As a subscriber to Raw Vision, and admirer of the Prinzhorn Collection, I recognised some of the work at Castlefields as being of such intricate, minute, painstaking construction that my brain couldn’t compute the time it must have taken. But maybe time wasn’t a factor for them. 

Richard Dadd, 1817-1888, a Victorian artist who suffered episodes of madness, during one of which he killed his father, was encouraged to continue painting by his doctors who recognised both his enormous talent and his drive to express himself through his art. He was cared for in Bedlam and Broadmoor and left an extraordinary legacy of work, finely executed and undeniably strange.

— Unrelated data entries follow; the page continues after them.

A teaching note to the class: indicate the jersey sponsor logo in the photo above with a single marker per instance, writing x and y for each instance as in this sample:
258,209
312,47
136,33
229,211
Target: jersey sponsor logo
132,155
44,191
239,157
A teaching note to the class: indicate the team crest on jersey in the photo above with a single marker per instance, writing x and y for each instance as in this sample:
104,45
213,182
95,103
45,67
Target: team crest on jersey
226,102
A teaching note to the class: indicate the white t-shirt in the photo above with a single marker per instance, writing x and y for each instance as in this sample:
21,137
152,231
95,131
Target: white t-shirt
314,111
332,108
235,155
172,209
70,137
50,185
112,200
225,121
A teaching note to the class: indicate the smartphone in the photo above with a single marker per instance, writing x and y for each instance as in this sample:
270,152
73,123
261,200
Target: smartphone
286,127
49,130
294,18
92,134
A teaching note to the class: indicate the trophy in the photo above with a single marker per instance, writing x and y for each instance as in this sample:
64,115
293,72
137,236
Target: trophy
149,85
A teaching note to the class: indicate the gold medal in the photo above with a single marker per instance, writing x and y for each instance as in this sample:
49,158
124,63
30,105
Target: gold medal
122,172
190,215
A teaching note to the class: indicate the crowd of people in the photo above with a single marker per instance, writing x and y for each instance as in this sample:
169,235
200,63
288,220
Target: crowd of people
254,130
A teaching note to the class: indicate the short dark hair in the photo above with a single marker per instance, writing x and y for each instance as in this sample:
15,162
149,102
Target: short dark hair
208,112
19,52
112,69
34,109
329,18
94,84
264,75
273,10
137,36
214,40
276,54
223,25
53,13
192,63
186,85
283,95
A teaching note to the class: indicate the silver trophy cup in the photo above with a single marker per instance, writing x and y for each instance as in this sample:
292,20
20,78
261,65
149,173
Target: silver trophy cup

His work does not appear to us today to be ‘outsider art’, since it features fantasy subjects we can find today on the covers of Sci-fi and fantasy game promotional material. The Castlefields Gallery exhibits are rather different, maybe because Dadd and fantasy artists had training in art. Dadd was already an accomplished painter before his episodes of madness and his paintings are logically constructed, beautifully realised.  Fairies, goblins, the whole kingdom of imagined creatures, are there.

What a number of the paintings in the Outsider Art Exhibition (and in Raw Vision) have as themes are: mandalas, often with a central eye or mouth and surrounding circles containing items of preoccupation – feet and hands, eyes, mouths. Colours are unsubtle, shapes are enmeshed, entwined, intricate. Interestingly, McLaggan included some of his own work in the exhibition. I’m still pondering that one.

Some motifs appear again and again in Outsider Art: black dogs, figures that appear like ciphers inside huge voluminous dresses, disproportionate hands, more eyes, strange invented vulval flowers.

Suspicion, paranoia, feelings of being trapped, being like a ghost with no real substance, murderous rage, fathomless despair, sexual longing; these are the real subject matter.

The painters dare to express themselves and their emotions without fear of the consequences. I did wonder, given that the curator was male, whether a female curator might have chosen more work by women, and if they had whether the collection would look much different. Maybe that’s a subject for another day.

Sadly the gallery did not put any reference number or information next to the paintings (I know this a trend nowadays) so I had to look at the map of each room, locate the painting, remember the number on the map, then look through the catalogue to read the artist’s name and the title. As the maps weren’t accurate and the gallery is on three levels, this was annoying, to say the least. One sheet with the number, the artist’s name and title of work was really all that was needed. I know the argument is that a number or name near the painting distracts the viewer, but so do visitors shuffling maps and sheets of paper.

The gallery, which I never visited before, looks like an up market interior décor shop or something from outside. It does not look like a gallery exhibiting exciting artworks. A pity.